Encouragement From The Word

Murray’s enemies, Jackson’s friends?

As you may have heard, Michael Jackson’s personal physician, Conrad Murray, was convicted this week of administering a lethal amount of a medication that led to Jackson’s death.

While the story in itself is tragic enough, what I observed to be almost equally as tragic is the reaction of onlookers – principally fans of Michael Jackson’s music – who cheered and rejoiced at the downfall of another human being.

Dr. Murray was found guilty by a jury of his peers, and there are consequences to pay when one is found guilty of a crime, beyond a shadow of a doubt.  But he is still a human being, a person who, like those cheering onlookers and the rest of us, is in need of God’s grace.
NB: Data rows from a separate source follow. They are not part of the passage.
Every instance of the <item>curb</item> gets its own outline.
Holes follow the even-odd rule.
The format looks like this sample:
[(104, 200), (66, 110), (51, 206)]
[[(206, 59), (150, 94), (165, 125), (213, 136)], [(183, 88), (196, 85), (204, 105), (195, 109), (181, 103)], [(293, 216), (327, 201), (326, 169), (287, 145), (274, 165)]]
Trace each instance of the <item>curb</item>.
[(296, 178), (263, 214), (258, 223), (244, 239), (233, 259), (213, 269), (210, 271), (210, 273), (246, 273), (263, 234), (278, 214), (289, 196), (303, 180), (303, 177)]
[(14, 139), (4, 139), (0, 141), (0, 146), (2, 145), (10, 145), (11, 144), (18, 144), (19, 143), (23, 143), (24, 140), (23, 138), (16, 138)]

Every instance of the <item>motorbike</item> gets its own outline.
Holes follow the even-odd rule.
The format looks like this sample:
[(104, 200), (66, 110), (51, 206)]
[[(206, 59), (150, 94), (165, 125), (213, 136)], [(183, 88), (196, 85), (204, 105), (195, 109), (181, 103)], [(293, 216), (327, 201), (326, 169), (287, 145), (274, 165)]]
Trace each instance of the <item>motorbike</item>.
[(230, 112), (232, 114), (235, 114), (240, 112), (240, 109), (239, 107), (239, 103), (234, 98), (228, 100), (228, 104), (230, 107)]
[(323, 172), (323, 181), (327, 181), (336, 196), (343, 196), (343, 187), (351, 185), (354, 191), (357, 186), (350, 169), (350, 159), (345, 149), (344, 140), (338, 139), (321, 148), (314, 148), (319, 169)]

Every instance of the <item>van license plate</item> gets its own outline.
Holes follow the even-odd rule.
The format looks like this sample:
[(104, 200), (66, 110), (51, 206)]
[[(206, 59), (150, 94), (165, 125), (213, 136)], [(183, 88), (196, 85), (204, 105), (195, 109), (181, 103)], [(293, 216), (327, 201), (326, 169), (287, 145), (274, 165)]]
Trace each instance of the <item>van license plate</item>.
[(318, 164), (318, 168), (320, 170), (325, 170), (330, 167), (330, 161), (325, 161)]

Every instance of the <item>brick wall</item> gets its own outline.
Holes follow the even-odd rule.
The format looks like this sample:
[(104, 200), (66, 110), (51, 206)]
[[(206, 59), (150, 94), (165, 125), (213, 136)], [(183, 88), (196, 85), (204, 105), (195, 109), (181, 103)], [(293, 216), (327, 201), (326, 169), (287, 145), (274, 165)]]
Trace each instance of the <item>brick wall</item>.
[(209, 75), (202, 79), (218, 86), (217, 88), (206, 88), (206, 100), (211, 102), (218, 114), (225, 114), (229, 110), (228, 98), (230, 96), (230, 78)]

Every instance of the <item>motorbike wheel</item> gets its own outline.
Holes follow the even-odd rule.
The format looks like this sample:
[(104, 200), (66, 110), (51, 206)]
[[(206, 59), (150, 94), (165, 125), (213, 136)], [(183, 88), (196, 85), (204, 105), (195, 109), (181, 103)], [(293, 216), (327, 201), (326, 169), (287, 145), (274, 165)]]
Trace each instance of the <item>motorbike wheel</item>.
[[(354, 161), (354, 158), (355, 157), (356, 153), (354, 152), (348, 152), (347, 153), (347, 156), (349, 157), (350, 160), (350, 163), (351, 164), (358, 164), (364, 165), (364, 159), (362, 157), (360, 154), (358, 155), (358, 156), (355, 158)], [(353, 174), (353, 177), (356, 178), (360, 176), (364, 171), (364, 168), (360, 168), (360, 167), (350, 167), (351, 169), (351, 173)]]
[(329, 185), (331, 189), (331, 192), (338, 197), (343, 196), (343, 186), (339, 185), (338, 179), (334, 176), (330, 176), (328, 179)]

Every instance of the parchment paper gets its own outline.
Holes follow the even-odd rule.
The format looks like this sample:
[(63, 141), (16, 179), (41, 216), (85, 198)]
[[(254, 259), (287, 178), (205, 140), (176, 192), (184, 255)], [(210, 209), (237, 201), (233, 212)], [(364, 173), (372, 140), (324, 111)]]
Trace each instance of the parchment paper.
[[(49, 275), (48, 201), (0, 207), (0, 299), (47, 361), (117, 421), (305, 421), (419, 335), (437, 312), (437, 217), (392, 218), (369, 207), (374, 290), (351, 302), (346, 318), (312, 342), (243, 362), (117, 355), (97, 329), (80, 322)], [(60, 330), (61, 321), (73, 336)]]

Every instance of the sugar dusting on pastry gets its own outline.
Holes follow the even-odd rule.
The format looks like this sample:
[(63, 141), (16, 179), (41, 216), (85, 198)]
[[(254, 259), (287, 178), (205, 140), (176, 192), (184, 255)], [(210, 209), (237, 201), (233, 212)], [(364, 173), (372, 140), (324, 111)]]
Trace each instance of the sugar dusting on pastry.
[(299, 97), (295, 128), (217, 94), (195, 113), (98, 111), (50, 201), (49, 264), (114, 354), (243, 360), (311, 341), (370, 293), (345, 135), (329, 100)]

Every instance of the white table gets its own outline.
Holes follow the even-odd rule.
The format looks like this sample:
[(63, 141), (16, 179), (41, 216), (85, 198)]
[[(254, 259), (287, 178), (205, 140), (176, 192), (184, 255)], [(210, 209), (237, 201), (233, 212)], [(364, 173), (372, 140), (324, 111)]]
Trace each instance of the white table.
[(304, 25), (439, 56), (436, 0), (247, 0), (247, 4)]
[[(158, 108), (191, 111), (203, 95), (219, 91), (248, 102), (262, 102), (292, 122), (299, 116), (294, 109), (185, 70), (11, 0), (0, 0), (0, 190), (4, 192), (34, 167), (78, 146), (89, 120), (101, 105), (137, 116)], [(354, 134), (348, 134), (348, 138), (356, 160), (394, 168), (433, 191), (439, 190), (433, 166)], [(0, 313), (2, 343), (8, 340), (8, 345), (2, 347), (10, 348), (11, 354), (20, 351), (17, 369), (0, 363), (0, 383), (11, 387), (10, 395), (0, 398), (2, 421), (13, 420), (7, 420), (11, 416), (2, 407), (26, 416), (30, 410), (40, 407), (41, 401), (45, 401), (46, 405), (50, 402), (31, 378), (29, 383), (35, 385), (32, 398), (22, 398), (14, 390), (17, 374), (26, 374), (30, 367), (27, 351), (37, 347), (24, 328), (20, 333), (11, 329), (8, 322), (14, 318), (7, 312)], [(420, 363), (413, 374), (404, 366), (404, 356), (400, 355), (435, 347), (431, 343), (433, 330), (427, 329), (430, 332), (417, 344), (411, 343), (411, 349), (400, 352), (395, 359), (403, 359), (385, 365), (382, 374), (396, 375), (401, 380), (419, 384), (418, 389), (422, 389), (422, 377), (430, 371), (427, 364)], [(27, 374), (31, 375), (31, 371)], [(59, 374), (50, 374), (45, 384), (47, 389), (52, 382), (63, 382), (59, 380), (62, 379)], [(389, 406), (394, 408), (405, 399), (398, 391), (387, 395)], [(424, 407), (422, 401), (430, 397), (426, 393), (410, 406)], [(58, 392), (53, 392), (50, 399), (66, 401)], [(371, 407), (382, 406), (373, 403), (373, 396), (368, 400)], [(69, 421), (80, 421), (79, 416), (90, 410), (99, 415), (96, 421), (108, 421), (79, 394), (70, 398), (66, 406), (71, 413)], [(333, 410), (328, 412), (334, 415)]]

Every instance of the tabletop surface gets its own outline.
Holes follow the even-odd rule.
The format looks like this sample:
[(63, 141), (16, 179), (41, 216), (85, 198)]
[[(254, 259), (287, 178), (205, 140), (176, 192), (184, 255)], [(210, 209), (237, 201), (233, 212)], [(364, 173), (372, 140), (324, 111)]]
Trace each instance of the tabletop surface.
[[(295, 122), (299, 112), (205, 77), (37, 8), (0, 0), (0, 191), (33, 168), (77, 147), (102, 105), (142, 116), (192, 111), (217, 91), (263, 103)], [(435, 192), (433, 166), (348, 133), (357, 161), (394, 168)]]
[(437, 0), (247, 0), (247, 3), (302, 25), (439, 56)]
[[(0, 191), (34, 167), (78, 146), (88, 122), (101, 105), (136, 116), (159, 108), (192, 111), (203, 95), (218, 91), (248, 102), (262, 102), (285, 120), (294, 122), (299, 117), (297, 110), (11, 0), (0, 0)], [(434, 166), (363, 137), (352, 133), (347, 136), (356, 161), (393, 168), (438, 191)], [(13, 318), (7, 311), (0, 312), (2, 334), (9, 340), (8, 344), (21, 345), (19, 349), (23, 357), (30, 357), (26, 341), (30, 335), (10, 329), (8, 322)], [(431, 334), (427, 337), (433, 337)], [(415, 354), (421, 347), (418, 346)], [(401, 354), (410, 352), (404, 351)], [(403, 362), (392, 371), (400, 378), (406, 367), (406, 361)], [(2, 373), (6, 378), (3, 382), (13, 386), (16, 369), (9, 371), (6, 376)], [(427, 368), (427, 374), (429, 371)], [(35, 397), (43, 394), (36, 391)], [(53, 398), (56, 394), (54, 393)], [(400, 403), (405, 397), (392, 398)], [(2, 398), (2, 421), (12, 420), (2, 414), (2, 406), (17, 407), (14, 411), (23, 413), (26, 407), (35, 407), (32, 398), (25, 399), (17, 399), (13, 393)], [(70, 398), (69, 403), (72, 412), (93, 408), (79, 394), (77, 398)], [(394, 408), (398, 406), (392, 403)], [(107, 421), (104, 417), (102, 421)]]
Seeing this response reminded me of the reaction of the children of Palestine and other parts of the Middle East when they learned of the bombing of the World Trade Center on September 11, 2001.  The children – people who often are the quickest to give the benefit of the doubt – were cheering in the streets at the news of the massive loss of American life.

Neither of these reactions is good, right, or helpful to the human cause.

Why do people find cause to rejoice in the suffering (just or unjust) of others?  Some are wont to say, There, but for the grace of God, go I.  That might be a reasonable reaction.  But cheering is not.

We can believe that something is wrong, that something is unjust.  That’s appropriate, even healthy, as a form of discernment.  How we react to that wrong, that injustice – that says more about us than about another.  Today, when we remember the hard work and the suffering of those who fought and died to maintain our country’s freedom, we do well to remember that those brave people fought and died to maintain our right to believe that others are wrong.  (That, folks, is what the real meaning of tolerance is.)  I don’t think these folks gave themselves in war so that we could cheer and rejoice over the suffering of those whom we believe to be wrong.

Dear friends, never take revenge.  Leave that to the righteous anger of God.  For the Scriptures say,

‘I will take revenge;
I will pay them back,’
says the Lord.

Instead,

‘If your enemies are hungry, feed them.
If they are thirsty, give them something to drink.
In doing this, you will heap
burning coals of shame on their heads.’

Don’t let evil conquer you, but conquer evil by doing good” (Romans 12.19-21, NLT).

Peace to you, as you give thanks for your freedom today.